Three Things I Learned About Myself from Living and Teaching in Vietnam – Mary Conning

Hi there, I’m Mary and I’m from England. I moved to Vietnam in March and I now teach in Ha Long City. I’ve learned a few things about myself since being here but here are, what I think are the three most important things:

1. I am so, so lucky to come from England.

I have felt lucky before, I mean I am a TEFL teacher so being from an English speaking country was my ticket to Vietnam, but never had I really thought about all of the little things that we take for granted in the UK. For example, the NHS has been on our minds recently and I am not going to get all political on you, but we are lucky to have had that in our lives!

Drinking water from the tap is a luxury I had never fully comprehended! It hardly ever occurred to me that it would be an issue until you move somewhere where it is not clean and people have to pay for their water.
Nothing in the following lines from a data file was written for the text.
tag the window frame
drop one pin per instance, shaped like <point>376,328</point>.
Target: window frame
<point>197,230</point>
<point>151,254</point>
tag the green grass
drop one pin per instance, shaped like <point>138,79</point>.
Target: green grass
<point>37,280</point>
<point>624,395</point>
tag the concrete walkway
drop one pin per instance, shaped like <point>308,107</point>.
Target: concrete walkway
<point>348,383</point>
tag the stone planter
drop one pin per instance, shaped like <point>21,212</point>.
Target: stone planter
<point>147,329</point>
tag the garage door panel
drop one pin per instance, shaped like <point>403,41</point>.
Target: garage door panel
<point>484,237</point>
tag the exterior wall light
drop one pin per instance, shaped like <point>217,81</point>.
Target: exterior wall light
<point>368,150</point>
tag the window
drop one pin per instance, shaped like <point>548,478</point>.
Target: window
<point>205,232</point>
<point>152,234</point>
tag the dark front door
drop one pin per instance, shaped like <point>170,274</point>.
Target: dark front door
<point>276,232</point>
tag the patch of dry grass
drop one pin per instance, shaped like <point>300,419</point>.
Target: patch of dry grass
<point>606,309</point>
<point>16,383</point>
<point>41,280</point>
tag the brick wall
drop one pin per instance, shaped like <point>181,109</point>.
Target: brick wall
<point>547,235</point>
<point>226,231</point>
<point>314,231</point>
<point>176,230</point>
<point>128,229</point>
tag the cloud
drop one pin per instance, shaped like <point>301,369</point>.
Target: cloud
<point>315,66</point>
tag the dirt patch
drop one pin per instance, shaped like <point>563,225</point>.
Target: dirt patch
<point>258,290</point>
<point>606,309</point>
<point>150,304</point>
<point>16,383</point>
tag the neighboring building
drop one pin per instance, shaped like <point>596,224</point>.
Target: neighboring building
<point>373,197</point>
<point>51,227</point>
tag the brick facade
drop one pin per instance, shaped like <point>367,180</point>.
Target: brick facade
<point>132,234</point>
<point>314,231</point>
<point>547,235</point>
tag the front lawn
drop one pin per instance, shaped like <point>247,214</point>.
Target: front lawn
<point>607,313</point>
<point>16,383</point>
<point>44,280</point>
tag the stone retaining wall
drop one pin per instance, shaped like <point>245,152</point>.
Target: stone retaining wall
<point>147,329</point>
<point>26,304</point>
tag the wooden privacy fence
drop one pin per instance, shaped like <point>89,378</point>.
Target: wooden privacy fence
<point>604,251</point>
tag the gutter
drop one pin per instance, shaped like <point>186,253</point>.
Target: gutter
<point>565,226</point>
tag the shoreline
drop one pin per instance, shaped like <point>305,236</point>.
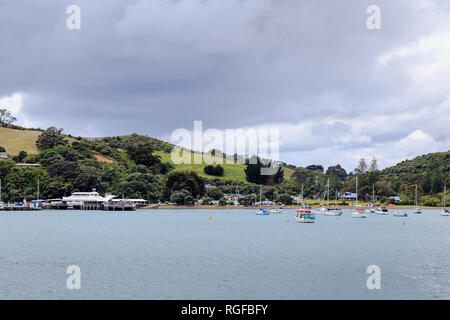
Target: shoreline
<point>167,207</point>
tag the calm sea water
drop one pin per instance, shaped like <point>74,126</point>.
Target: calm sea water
<point>181,254</point>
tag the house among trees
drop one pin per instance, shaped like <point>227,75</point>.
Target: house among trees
<point>348,196</point>
<point>396,198</point>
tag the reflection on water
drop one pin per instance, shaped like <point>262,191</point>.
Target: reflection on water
<point>182,254</point>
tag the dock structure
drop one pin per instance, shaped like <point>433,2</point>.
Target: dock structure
<point>90,201</point>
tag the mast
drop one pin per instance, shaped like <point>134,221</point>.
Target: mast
<point>302,196</point>
<point>260,190</point>
<point>373,194</point>
<point>445,194</point>
<point>328,193</point>
<point>415,198</point>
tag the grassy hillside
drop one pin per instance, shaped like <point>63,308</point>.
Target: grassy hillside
<point>415,170</point>
<point>232,171</point>
<point>15,141</point>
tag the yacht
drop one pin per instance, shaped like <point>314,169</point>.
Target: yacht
<point>261,211</point>
<point>417,209</point>
<point>400,214</point>
<point>2,204</point>
<point>305,216</point>
<point>445,212</point>
<point>331,211</point>
<point>279,210</point>
<point>358,213</point>
<point>382,211</point>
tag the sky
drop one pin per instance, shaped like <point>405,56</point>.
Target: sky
<point>336,90</point>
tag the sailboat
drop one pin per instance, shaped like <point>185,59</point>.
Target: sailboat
<point>445,212</point>
<point>372,205</point>
<point>304,215</point>
<point>358,213</point>
<point>276,210</point>
<point>37,207</point>
<point>2,204</point>
<point>417,210</point>
<point>261,211</point>
<point>331,211</point>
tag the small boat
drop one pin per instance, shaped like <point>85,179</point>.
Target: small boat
<point>359,214</point>
<point>382,211</point>
<point>305,216</point>
<point>2,204</point>
<point>417,209</point>
<point>262,212</point>
<point>279,210</point>
<point>445,212</point>
<point>400,214</point>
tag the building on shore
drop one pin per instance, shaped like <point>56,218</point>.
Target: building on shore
<point>28,165</point>
<point>86,200</point>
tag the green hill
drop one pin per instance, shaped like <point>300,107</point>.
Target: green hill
<point>15,141</point>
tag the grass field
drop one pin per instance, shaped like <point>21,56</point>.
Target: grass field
<point>15,141</point>
<point>231,171</point>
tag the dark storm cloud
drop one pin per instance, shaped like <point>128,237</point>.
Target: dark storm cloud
<point>154,66</point>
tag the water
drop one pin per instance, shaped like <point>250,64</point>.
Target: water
<point>181,254</point>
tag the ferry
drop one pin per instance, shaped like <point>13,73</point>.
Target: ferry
<point>400,214</point>
<point>382,211</point>
<point>333,212</point>
<point>279,210</point>
<point>262,212</point>
<point>305,216</point>
<point>359,214</point>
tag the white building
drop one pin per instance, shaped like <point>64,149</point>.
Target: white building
<point>86,198</point>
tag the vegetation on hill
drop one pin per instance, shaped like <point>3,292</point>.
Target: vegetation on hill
<point>137,166</point>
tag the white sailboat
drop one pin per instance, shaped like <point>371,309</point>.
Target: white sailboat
<point>445,212</point>
<point>2,204</point>
<point>358,213</point>
<point>261,211</point>
<point>372,206</point>
<point>304,215</point>
<point>276,210</point>
<point>333,212</point>
<point>417,209</point>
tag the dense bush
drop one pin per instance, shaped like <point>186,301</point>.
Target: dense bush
<point>214,170</point>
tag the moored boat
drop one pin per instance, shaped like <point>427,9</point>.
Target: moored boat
<point>279,210</point>
<point>359,214</point>
<point>400,214</point>
<point>445,212</point>
<point>305,216</point>
<point>382,211</point>
<point>417,210</point>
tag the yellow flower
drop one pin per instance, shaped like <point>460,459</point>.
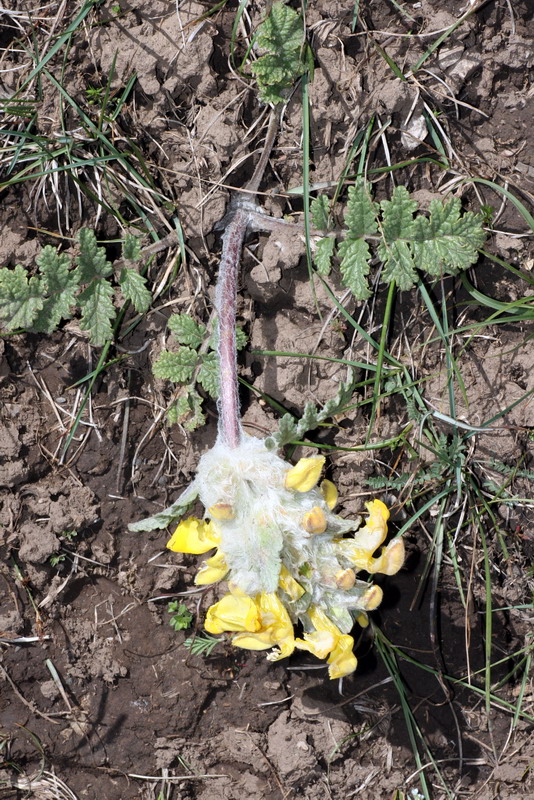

Working 6 days a week came as quite a shock to me but Vietnamese people constantly work 6 days a week and as far as I can see this is without a lot of holiday. They spend their lives at work to pay their bills, whereas at home I can enjoy two days off each week to see my friends and family. And talking of work, having recently injured myself and going back to work the very next day with a broken ankle made me realise the work ethic of Vietnamese people. There is simply no rest for those that are sick or injured, you must work to earn money, you earn money to survive. In fact, my colleague Ngoc works a 50 hour week.

There is no such thing as health and safety in the workplace and certainly no sick pay here.  I am so privileged to come from a place where life is so much easier and perhaps I can learn to moan a little less about the little things when I return home. It is not the end of the world if the supermarket doesn’t have my favourite wine, some people don’t have water. It is not the end of the world if my electricity bill has to be raised, people have power cuts once a week, sometimes for an entire day. It is not the end of the world if my flat is small, some people live in one room with their families.... and you know what, these people are some of the happiest, most friendly and helpful people I have met in the world.

2. I can go with the flow and have become more resilient to change.

I like routine, I like having a schedule and a plan and maybe even a back-up plan. At home I was an administrator which means being organised and prepared. I have never worked in a less organised environment than I do currently and it has made me more relaxed, perhaps even a little laid back. I have a new saying ‘This is Vietnam’, this saying works for me in a number of situations for example; my bus is 35 minutes late ‘this is Vietnam’, the kids for my nursery class are 20 minutes late for their lesson ‘this is Vietnam’, you have to teach a new class of 3-4 year olds tomorrow morning from a certain page with no time to prepare ‘hey, this is Vietnam’. I have had a leak in my bedroom ceiling for 4 months, in fact, I now have stalactites (or is it stalagmites?) getting gradually larger from my ceiling and I have been told that they can not fix the problem until it is dry! ‘This is Vietnam’. I can pop downstairs to get something to eat and end up testing a bunch of new students to place them in a grade.

What I have come to realise is that I can take a breath and get on with it, I mean what is the worst that can happen, I am lucky enough to be in a beautiful country with great people, doing something I enjoy; at times, things are frustrating but it is not, as I mentioned earlier, ‘the end of the world’.

3. I prefer teaching teenagers and adults.

This has greatly surprised me as I had always thought that I wanted to teach little kids, perhaps it is different because I am in a different country but teenagers are so much more interesting. The teenagers I teach though often loud and messing about, often want to talk about my life experience or share information about Vietnam, it has been most interesting/useful when a national holiday is approaching so I can ask then about the traditions. They have given me lots of tips about places to visit in Vietnam, most advise me to go to Sapa for the mountain and Danang for the food and the beaches. My adult students invite me for dinner and this is lovely as we get to know more about each other and they have the opportunity to practice their English. I think having discussions and having an opportunity to talk about real life helps them feel more confident with their English speaking and more comfortable with making mistakes and being corrected, which means they can improve faster. I also find that these age groups are easier to teach as they really want to learn and I feel a real sense of achievement when working with them.

Also, I have a real thirst for knowledge and I want to find out as much as I can about the culture, traditions and what life is like from the Vietnamese/Chinese point of view. I like being able to share information about me, my country and my experience. I enjoy the ability to share with older kids and adults and have discussions on topics that they find interesting. I have an Education degree and for me this is potentially a huge discovery for my future!

I have learned a lot about myself, things that are helping me adapt to this new way of life and things that I hope will help me be a better and more fulfilled person in the future. Some of these things I could not have discovered without moving to a developing country. This adventure that I am having is wonderful and I would recommend it to anyone.